Credit: Juj Winn / Eduard Muzhevski via Getty Images
On Saturday, OpenAI researcher Alexander Wei announced that a new AI language model the company is researching has achieved gold medal-level performance on the International Mathematical Olympiad (IMO), matching a standard that fewer than 9 percent of human contestants reach each year. The announcement came despite an embargo request from IMO organizers asking AI companies to wait until July 28 to share their results.
The experimental model reportedly tackled the contest's six proof-based problems under the same constraints as human competitors: 4.5 hours per session, with no Internet access or calculators allowed. However, several sources with inside knowledge of the process say that since OpenAI self-graded its IMO results, the legitimacy of the company's claim may be in question. OpenAI plans to publish the proofs and grading rubrics for public review.

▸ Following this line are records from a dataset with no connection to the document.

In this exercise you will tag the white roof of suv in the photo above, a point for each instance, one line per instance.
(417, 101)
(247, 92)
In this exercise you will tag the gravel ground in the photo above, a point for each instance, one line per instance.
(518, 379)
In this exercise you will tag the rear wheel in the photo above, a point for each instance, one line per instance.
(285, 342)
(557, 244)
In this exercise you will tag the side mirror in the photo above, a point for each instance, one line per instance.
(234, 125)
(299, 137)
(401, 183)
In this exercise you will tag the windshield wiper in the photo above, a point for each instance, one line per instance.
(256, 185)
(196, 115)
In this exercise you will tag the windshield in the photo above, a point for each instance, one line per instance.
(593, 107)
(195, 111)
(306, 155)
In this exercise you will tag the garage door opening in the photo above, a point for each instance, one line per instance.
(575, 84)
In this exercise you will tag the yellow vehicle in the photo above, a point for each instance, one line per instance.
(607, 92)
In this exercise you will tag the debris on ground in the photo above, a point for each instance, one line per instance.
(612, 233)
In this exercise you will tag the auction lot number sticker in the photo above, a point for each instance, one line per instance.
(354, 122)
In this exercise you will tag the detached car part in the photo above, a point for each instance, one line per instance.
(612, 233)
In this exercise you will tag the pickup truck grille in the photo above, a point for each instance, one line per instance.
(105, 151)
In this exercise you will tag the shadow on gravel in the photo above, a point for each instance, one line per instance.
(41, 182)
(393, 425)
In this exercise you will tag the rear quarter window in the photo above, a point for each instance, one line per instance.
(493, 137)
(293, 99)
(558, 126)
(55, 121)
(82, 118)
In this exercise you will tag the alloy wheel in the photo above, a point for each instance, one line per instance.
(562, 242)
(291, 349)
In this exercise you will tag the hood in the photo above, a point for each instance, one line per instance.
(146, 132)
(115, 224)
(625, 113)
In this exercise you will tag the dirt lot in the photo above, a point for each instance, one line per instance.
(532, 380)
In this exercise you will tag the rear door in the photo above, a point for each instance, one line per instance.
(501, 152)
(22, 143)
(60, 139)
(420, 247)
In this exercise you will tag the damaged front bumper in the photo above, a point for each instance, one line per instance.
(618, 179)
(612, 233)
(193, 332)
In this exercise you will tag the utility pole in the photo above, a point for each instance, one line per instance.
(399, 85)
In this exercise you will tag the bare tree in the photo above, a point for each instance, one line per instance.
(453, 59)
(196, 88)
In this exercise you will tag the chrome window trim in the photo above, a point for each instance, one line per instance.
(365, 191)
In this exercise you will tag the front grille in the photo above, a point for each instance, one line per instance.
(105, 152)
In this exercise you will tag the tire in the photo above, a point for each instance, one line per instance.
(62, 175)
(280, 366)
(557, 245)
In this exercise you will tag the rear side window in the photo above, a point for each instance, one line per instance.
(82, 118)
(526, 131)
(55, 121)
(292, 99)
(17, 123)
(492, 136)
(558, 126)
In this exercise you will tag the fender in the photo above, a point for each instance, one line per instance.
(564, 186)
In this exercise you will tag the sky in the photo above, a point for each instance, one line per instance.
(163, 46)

According to OpenAI, its achievement marks a departure from previous AI attempts at mathematical Olympiad problems, which relied on specialized theorem-proving systems that often exceeded human time limits. OpenAI says its model processed problems as plain text and generated natural-language proofs, operating like a standard language model rather than a purpose-built mathematical system.

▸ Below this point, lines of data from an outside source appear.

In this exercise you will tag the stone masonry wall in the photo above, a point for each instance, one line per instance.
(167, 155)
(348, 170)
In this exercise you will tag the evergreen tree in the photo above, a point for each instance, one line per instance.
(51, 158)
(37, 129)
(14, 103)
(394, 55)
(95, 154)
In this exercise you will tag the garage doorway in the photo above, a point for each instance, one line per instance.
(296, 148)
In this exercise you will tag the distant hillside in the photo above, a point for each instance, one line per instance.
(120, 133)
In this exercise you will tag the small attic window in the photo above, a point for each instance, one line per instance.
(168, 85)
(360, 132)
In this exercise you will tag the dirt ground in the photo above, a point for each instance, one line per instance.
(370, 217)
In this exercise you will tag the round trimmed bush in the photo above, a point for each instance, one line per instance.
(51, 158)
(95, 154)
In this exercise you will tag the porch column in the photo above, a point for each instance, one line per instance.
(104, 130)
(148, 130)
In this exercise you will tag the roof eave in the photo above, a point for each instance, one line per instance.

The announcement follows Google's July 2024 claim that its AlphaProof and AlphaGeometry 2 models earned a silver medal equivalent at the IMO—though Google's systems required up to three days per problem rather than the 4.5-hour human time limit and needed human assistance to translate problems into formal mathematical language.
"Math is a proving ground for reasoning—structured, rigorous, and hard to fake," the company wrote in a statement sent to Ars Technica. "This shows that scalable, general-purpose methods can now outperform hand-tuned systems in tasks long seen as out of reach."

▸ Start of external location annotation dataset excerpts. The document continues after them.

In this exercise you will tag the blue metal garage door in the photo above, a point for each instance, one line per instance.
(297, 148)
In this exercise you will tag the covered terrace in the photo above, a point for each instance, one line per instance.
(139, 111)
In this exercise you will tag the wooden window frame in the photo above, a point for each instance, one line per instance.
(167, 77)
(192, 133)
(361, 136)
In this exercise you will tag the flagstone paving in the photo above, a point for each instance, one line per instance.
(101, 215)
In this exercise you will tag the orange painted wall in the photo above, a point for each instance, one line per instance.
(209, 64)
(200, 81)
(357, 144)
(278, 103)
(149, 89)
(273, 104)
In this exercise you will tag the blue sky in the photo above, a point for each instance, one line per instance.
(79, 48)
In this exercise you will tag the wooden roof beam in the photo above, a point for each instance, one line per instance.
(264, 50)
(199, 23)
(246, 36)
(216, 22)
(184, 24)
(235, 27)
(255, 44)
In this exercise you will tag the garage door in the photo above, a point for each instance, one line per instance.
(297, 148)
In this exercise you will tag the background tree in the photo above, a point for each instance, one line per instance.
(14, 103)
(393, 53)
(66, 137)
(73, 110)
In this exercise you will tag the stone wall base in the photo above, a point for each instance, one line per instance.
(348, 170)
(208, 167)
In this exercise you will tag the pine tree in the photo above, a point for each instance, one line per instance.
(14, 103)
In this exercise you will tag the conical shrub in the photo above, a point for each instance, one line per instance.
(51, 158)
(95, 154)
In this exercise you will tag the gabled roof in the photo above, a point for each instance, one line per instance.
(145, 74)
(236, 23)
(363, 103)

While the company confirmed that its next major AI model, GPT-5, is "coming soon," it clarified that this current model is experimental. "The techniques will carry forward, but nothing with this level of capability will be released for a while," OpenAI says. It's likely that OpenAI needed to devote a great deal of computational resources (which means high cost) for this particular experiment, and that level of computation won't be typical of consumer-facing AI models in the near future.
OpenAI says that the research team behind the experimental AI model, led by Alex Wei with support from Sheryl Hsu and Noam Brown, hadn't initially planned to enter the competition but decided to evaluate their work after observing promising results in testing.
"This wasn’t a system built for math. It’s the same kind of LLM we train for language, coding, and science—solving full proof-based problems under standard IMO constraints: 4.5 hours, no internet, no calculators," OpenAI said in a statement.
OpenAI received problems that were freshly written by the IMO organizer and shared with several AI companies simultaneously. To validate the results, each solution reportedly underwent blind grading by a panel of three former IMO medalists organized by OpenAI, with unanimous consensus required for acceptance.
However, in addition to the controversy over self-grading the results, OpenAI also annoyed the IMO community because its Saturday announcement appears to have violated the embargo agreement with the International Mathematical Olympiad. Harmonic, another AI company that participated in the competition, revealed in an X post on July 20 that "the IMO Board has asked us, along with the other leading AI companies that participated, to hold on releasing our results until Jul 28th."
The early announcement has prompted Google DeepMind, which had prepared its own IMO results for the agreed-upon date, to move up its own IMO-related announcement to later today. Harmonic plans to share its results as originally scheduled on July 28.
In response to the controversy, OpenAI research scientist Noam Brown posted on X, "We weren't in touch with IMO. I spoke with one organizer before the post to let him know. He requested we wait until after the closing ceremony ends to respect the kids, and we did."
However, an IMO coordinator told X user Mikhail Samin that OpenAI actually announced before the closing ceremony, contradicting Brown's claim. The coordinator called OpenAI's actions "rude and inappropriate," noting that OpenAI "wasn't one of the AI companies that cooperated with the IMO on testing their models."
The International Mathematical Olympiad, which has been running since 1959, represents one of the most challenging tests of mathematical reasoning. More than 100 countries send six participants each, with contestants facing six proof-based problems across two 4.5-hour sessions. The problems typically require deep mathematical insight and creativity rather than raw computational power. You can see the exact problems in the 2025 Olympiad posted online.
For example, problem one asks students to imagine a triangular grid of dots (like a triangular pegboard) and figure out how to cover all the dots using exactly n straight lines. The twist is that some lines are called "sunny"—these are the lines that don't run horizontally, vertically, or diagonally at a 45º angle. The challenge is to prove that no matter how big your triangle is, you can only ever create patterns with exactly 0, 1, or 3 sunny lines—never 2, never 4, never any other number.
The timing of the OpenAI results surprised some prediction markets, which had assigned around an 18 percent probability to any AI system winning IMO gold by 2025. However, depending on what Google says this afternoon (and what others like Harmonic may release on July 28), OpenAI may not be the only AI company to have achieved these unexpected results.